1893 yılının sıcak bir Ağustos günü, Parisliler Seine Nehri yakınlarında alışılmadık bir manzaraya tanık oldu. Motorlu bir araç buhar, duman ve benzinin keskin kokusunu etrafa yaya yaya şehrin sokaklarında ilerliyordu. Fakat otomobilde başka bir farklılık vardı. İlk bakışta önemsiz görünen bu detay, kent yaşamında devrim niteliğinde bir adımı işaret ediyordu.
Paris Polis Teşkilatı, 14 Ağustos 1893’te yayımlanan bir kararnameyle, motorlu araçlara plaka zorunluluğu getirdi.
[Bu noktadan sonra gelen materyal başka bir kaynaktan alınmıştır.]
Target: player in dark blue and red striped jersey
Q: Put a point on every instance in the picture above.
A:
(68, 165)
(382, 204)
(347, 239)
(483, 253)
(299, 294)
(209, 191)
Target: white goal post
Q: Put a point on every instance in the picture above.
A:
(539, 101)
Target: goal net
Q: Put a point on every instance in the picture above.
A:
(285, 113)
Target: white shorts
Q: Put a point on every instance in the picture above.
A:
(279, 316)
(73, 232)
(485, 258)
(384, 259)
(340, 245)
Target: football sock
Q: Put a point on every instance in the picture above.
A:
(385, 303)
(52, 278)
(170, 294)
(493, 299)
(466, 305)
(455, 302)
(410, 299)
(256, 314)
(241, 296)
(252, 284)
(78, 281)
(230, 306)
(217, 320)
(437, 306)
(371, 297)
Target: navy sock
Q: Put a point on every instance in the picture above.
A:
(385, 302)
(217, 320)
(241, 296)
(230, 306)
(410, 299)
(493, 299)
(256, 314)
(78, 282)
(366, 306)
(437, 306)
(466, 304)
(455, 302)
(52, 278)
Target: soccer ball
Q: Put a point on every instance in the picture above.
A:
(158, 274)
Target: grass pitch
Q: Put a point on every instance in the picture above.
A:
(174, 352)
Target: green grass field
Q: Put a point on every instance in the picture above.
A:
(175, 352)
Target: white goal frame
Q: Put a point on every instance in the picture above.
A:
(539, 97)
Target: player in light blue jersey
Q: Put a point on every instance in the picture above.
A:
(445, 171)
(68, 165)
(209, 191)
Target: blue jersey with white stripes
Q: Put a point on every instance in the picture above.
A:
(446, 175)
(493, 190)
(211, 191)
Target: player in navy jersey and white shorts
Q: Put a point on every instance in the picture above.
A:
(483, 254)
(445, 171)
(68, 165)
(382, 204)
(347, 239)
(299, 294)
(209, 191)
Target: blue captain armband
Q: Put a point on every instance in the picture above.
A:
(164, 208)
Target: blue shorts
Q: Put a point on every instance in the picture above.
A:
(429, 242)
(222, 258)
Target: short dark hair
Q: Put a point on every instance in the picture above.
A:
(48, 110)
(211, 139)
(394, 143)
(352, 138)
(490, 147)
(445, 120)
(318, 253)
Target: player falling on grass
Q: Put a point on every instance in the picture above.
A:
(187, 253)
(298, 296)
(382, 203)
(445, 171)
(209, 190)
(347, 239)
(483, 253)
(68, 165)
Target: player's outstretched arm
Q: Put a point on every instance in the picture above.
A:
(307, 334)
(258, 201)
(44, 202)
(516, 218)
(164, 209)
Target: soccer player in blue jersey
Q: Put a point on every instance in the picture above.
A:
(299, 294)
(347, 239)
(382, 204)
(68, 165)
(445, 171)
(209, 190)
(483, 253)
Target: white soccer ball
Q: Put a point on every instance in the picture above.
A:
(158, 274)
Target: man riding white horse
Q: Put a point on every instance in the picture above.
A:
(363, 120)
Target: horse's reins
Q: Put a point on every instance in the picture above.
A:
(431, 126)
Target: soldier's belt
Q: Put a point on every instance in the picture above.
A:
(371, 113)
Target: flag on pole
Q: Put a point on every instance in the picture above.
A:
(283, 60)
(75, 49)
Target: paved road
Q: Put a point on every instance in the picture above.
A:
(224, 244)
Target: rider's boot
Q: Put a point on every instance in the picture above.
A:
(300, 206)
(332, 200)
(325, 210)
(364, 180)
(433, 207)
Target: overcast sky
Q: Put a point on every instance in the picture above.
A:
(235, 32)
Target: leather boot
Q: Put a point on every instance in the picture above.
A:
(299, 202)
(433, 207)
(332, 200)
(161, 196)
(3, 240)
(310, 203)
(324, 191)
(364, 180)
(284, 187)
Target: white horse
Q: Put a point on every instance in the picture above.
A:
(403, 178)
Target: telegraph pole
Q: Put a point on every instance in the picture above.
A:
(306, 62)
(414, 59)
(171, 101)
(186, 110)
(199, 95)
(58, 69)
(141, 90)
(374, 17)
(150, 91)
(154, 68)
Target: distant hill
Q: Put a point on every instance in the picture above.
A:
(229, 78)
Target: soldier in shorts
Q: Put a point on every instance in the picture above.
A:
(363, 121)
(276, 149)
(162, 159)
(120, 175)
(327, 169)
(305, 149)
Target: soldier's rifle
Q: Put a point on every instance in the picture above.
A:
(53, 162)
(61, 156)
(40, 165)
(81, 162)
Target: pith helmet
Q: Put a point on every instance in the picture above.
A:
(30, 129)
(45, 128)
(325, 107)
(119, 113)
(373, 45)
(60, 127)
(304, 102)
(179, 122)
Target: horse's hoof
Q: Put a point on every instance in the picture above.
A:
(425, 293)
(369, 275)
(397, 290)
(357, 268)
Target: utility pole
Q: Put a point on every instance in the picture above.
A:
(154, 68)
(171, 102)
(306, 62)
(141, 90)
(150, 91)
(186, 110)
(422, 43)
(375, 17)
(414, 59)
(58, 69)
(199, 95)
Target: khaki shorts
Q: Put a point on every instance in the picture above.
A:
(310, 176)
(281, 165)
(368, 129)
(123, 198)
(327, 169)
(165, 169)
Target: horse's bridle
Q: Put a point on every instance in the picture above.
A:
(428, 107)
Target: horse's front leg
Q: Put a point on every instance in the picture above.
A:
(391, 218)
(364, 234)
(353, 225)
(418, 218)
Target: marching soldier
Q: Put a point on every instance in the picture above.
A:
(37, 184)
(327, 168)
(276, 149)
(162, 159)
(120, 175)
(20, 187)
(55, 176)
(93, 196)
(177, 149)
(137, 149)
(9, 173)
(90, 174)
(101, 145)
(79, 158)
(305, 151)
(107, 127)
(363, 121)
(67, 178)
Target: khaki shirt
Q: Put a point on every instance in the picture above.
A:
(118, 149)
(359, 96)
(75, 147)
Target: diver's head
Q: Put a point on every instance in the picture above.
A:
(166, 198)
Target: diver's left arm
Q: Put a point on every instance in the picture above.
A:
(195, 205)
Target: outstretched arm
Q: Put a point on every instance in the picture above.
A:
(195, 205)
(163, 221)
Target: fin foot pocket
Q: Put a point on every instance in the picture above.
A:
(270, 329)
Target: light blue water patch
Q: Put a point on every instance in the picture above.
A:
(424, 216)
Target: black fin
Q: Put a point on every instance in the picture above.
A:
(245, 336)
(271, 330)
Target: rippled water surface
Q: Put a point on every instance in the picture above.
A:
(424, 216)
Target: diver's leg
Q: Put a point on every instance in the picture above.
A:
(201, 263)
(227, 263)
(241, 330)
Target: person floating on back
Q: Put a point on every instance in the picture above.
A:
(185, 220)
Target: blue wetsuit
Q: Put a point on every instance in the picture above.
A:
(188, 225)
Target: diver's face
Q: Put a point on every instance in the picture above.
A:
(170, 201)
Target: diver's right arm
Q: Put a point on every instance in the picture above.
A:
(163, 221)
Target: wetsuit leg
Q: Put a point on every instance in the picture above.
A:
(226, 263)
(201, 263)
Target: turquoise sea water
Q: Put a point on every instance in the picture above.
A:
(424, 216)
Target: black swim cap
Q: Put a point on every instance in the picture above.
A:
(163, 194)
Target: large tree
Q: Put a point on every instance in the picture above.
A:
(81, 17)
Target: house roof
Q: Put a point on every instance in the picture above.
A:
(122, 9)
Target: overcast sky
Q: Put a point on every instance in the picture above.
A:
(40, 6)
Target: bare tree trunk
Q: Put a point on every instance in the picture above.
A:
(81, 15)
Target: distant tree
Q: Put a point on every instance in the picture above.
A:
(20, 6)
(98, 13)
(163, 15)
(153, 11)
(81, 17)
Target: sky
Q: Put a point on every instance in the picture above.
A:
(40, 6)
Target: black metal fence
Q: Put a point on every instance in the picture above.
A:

Karar ne sıradan bir bürokratik işlem ne de alelade bir trafik düzenlemesinden ibaretti; bu, teknoloji, toplum ve siyaset üçgeninde doğan bir zorunluluktu. Fransa, yeni bir ulaşım çağının eşiğindeydi. Bu küçük metal levha, devletin otomobillerin kaotik potansiyelini dizginleme çabasının simgesi olacaktı.
ATTAN MOTORA GEÇİŞİN YARATTIĞI GERGİNLİK
Otomobiller 19. yüzyılın sonlarında kent içi ulaşımın alışılagelmiş düzenini tehdit etmeye başladı. Buhar, elektrik veya benzinle çalışan “at arabasız arabalar” aristokrasi ve burjuvazi için birer prestij simgesi hâline geldi. Beri yandan halkın büyük çoğunluğu için bu araçlar, "atların huzurlu ritmini bozan, tehlikeli ve gürültülü makineler" olarak yaftalanmışlardı.
Gazeteler “motor çılgınlarının” atları ürküttüğünü, kesif dumanlar salarak havayı kirlettiğini, kalabalık sokaklarda hız yaparak halkı tehlikeye attığından dem vuran yazılarla dolup taşıyordu. Plaka olmaması ise kazalara karışan sürücülerin iz bırakmadan ortadan kaybolmasını kolaylaştırıyordu.
LOUİS LÉPİNE VE KİMLİK ZORUNLULUĞU
Dönemin Paris Emniyet Müdürü Louis Lépine, Fransa bürokrasisinde modernleşme hamleleriyle nam salmış bir isimdi. Görevi sırasında mevcut talimatlarla kurallara uymayan araçları tespit etmenin imkânsız olduğunu gördü. Bunun önüne geçmek için yayınladığı bir kararname ile plaka zorunluluğu getirdi; metinde açıkça belirtildiği üzere alınan kararın ana gayesi “Kazaya sebep olduktan sonra cezalardan kurtulmak için kaçan sürücülerin kimliğini tespit etmek” idi.
Plaka sistemi yalnızca trafik güvenliğini değil, aynı zamanda devletin yeni teknoloji üzerinde otorite kurmasının da nişanesi idi. Artık motorlu araç kullanmak, sorumluluk gerektiren bir ayrıcalık olmaya başlıyordu.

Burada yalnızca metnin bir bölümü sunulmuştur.